Peanut oil is sometimes contaminated with aflatoxin (because of an underground fungus that affects peanuts), which is a shame because it's the most delicious oil to fry in by far. Peanut sauces and just ordinary peanuts have it too, probably more so because the process of making oil removes some or most of the toxin.
posted by A Thousand Baited Hooks at 3:11 PM on February 11, 2011 [1 favorite]

Re OneMonkeysUncle - sounds about right. We usually prefer to have two dishes at dinner, so our starch is typically pasta or a flavored rice dish rather than white rice, and I've usually got leftovers doing it that way. So if you only had starch as a supplement to the stir-fry rather than as a dish in its own right, you'd probably have about the right amount for two with no leftovers.

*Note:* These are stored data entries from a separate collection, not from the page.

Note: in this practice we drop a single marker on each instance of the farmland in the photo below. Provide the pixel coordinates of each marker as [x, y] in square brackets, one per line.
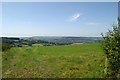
[67, 61]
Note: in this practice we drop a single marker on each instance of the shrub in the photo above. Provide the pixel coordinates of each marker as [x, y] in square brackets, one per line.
[111, 46]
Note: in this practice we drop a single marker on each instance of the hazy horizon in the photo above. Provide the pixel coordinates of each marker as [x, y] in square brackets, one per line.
[87, 19]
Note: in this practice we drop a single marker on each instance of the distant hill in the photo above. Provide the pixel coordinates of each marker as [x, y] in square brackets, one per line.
[68, 39]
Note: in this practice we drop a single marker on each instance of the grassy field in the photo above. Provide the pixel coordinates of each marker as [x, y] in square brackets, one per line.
[69, 61]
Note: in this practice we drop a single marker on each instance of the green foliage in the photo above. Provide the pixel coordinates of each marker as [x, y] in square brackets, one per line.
[111, 46]
[69, 61]
[6, 46]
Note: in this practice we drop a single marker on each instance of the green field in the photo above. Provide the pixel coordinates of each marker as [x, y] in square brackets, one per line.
[68, 61]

Also it is NOT the same to 'stir fry' with water or stock instead of oil. You can't get the pan as hot that way, and in general you're steaming/boiling your vegetables. If you have reason to be intensely cutting back on oils and fats in your diet, then it's certainly possible and you might be able to make it taste good, but I expect you'd achieve a fairly similar result with steaming.
posted by Lady Li at 9:11 PM on February 11, 2011

If you fry in a hot enough wok, you will actually see very little oil in the food itself. A proper stir fry should take 2 minutes, tops. As everyone else says above, just avoid adding any "stir fry sauce" or the like, and you're actually eating a very healthful meal.
posted by Gilbert at 11:25 PM on February 11, 2011

Wok cooking produces healthy food, but wok cooking may be unhealthy, even carcinogenic, for the cook:
The lung cancer incidence in Chinese women is among the highest in the world, but tobacco smoking accounts for only a minority of the cancers. Epidemiologic investigations of lung cancer among Chinese women have implicated exposure to indoor air pollution from wok cooking, where the volatile emissions from unrefined cooking oils are mutagenic.